TECHNICAL RECOMMENDATIONS
Consistent imaging techniques are necessary to enable reproducibility of LI-RADS categories between
radiologists at different institutions. The wide variety of equipment, technical parameters, and sequences
available throughout the world can lead to difficulty in evaluating critical imaging features for LI-RADS
category assessment. To address these inconsistencies, the Technique Working Group of LI-RADS has
developed minimum technical requirements for the performance of CT and MRI in patients at risk for
[5]
developing HCC, summarized in Tables 2 and 3 .
Vascular phases for CT and MRI
Multiphase contrast enhanced imaging is required to make the imaging diagnosis of HCC (LI-RADS 5)

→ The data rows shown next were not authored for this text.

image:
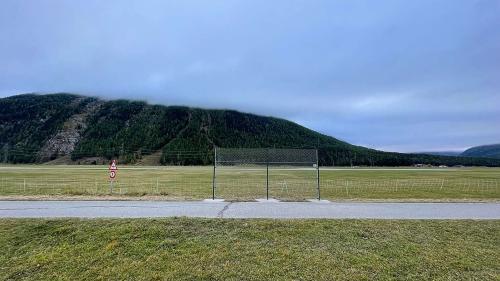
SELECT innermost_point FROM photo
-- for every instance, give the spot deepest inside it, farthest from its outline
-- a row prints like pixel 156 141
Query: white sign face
pixel 112 170
pixel 113 166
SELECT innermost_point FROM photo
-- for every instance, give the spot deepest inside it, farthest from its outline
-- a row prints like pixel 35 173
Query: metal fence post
pixel 317 175
pixel 267 174
pixel 214 175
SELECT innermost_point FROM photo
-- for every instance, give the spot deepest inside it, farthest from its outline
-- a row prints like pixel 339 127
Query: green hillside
pixel 490 151
pixel 41 128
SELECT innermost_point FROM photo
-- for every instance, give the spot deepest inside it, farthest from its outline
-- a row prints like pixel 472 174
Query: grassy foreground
pixel 211 249
pixel 194 183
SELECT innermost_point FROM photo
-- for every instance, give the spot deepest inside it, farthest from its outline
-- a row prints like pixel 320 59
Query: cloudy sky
pixel 394 75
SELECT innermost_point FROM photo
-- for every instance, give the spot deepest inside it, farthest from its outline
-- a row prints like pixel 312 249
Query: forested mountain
pixel 42 128
pixel 490 151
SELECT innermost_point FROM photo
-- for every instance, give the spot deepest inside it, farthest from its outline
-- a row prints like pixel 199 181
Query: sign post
pixel 112 175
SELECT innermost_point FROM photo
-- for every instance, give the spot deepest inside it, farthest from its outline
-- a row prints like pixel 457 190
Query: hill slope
pixel 41 128
pixel 490 151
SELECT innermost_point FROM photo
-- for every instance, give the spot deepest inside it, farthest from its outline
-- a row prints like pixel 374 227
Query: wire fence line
pixel 280 187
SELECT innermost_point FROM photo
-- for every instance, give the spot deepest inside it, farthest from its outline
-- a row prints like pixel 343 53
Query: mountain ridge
pixel 488 151
pixel 42 128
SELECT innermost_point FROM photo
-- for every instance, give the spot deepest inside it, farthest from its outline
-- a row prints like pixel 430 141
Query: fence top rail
pixel 263 156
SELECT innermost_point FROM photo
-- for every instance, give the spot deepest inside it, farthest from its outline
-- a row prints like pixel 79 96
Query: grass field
pixel 193 183
pixel 211 249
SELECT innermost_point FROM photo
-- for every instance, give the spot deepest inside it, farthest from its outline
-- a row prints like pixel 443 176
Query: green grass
pixel 172 183
pixel 215 249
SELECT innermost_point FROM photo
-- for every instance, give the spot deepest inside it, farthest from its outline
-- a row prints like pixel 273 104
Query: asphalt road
pixel 288 210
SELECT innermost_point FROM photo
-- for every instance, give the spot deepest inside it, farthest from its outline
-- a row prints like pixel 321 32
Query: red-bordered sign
pixel 112 170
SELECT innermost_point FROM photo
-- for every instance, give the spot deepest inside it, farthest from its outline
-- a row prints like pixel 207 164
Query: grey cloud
pixel 394 75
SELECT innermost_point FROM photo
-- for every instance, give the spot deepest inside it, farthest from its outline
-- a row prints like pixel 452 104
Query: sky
pixel 405 76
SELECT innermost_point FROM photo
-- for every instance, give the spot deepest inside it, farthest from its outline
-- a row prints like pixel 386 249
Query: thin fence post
pixel 317 175
pixel 214 174
pixel 267 174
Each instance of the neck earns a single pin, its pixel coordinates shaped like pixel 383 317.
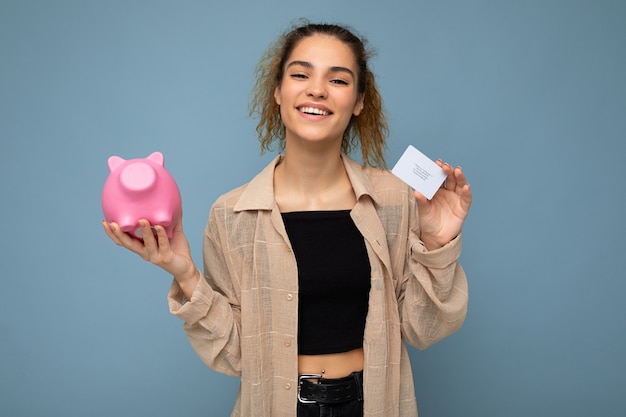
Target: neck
pixel 312 181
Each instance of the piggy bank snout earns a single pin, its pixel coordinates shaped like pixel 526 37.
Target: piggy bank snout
pixel 138 177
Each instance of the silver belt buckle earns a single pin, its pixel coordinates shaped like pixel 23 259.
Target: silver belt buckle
pixel 302 378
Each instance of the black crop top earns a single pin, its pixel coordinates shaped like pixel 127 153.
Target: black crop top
pixel 333 278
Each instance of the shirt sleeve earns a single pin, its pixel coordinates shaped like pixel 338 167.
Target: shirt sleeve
pixel 433 297
pixel 213 315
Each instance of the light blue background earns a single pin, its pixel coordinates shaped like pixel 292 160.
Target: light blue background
pixel 528 96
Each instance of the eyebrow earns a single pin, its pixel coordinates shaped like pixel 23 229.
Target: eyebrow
pixel 307 64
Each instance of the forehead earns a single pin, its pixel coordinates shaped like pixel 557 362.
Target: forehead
pixel 323 51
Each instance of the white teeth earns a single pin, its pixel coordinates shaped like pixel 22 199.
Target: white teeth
pixel 313 110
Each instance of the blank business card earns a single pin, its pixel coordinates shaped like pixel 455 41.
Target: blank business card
pixel 420 172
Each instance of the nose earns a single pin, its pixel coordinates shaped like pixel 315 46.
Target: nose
pixel 317 89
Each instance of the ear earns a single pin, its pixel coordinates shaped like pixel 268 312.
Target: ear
pixel 358 107
pixel 277 97
pixel 156 157
pixel 114 161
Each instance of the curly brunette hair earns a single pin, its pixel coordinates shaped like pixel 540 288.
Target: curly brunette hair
pixel 368 131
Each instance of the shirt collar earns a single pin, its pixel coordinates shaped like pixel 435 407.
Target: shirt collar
pixel 259 193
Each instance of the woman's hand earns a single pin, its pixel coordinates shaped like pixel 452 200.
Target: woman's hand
pixel 173 255
pixel 441 218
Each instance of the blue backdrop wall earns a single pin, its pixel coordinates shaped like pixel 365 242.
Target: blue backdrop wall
pixel 528 96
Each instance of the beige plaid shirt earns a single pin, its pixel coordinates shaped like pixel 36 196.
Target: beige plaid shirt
pixel 242 320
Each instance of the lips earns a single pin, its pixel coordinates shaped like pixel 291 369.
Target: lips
pixel 315 111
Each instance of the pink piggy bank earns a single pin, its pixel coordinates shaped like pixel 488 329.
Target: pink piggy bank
pixel 141 189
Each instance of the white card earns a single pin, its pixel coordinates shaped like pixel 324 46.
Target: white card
pixel 421 173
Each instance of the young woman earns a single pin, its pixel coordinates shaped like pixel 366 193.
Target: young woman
pixel 317 270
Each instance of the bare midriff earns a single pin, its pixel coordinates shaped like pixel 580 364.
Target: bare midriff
pixel 333 365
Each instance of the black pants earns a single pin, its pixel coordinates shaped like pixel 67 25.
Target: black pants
pixel 352 408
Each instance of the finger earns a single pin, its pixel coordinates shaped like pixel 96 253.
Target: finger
pixel 450 179
pixel 460 179
pixel 466 197
pixel 109 232
pixel 421 199
pixel 162 239
pixel 147 234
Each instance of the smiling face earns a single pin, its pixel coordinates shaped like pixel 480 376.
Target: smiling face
pixel 318 92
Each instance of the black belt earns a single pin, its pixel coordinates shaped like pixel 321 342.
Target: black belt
pixel 330 391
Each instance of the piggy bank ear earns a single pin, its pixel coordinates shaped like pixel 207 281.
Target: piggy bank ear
pixel 156 157
pixel 114 162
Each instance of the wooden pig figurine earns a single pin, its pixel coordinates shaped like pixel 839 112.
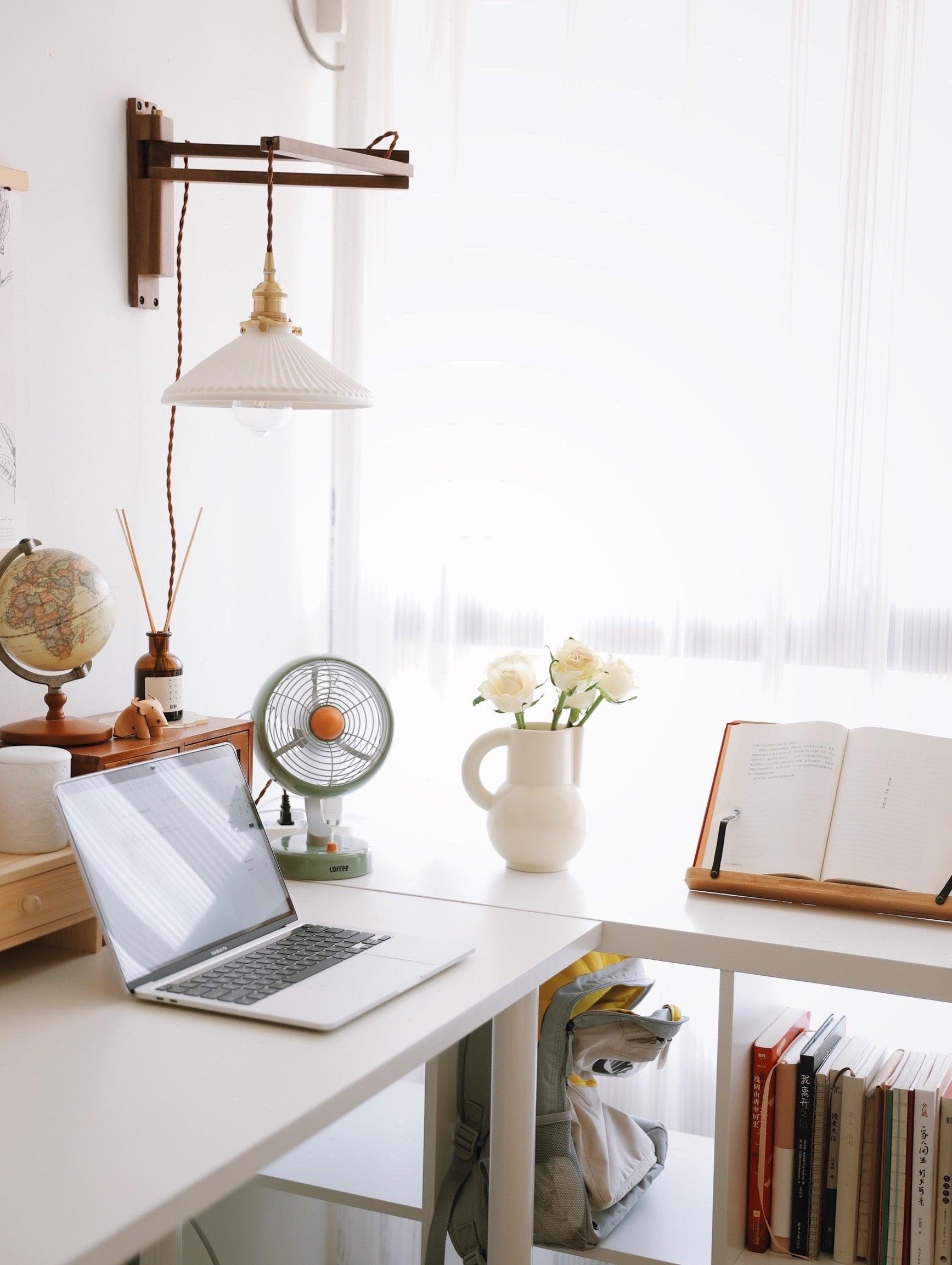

confidently and adequately evaluate the regional vascular anatomy and patency. Pre-contrast imaging
provides information on pre-existing hyperattenuating and T1 hyperintense material, which are often seen
as a sequelae of locoregional therapies. This bright material can obscure or mimic enhancement on post-
contrast phases. Although pre-contrast T1-weighted imaging is required for MRI, a pre-contrast phase
is optional for CT imaging unless the patient has had locoregional therapy due to the low likelihood of
pre-existing hepatic high attenuation material in a patient without locoregional therapy and associated
increased radiation from an additional CT imaging phase.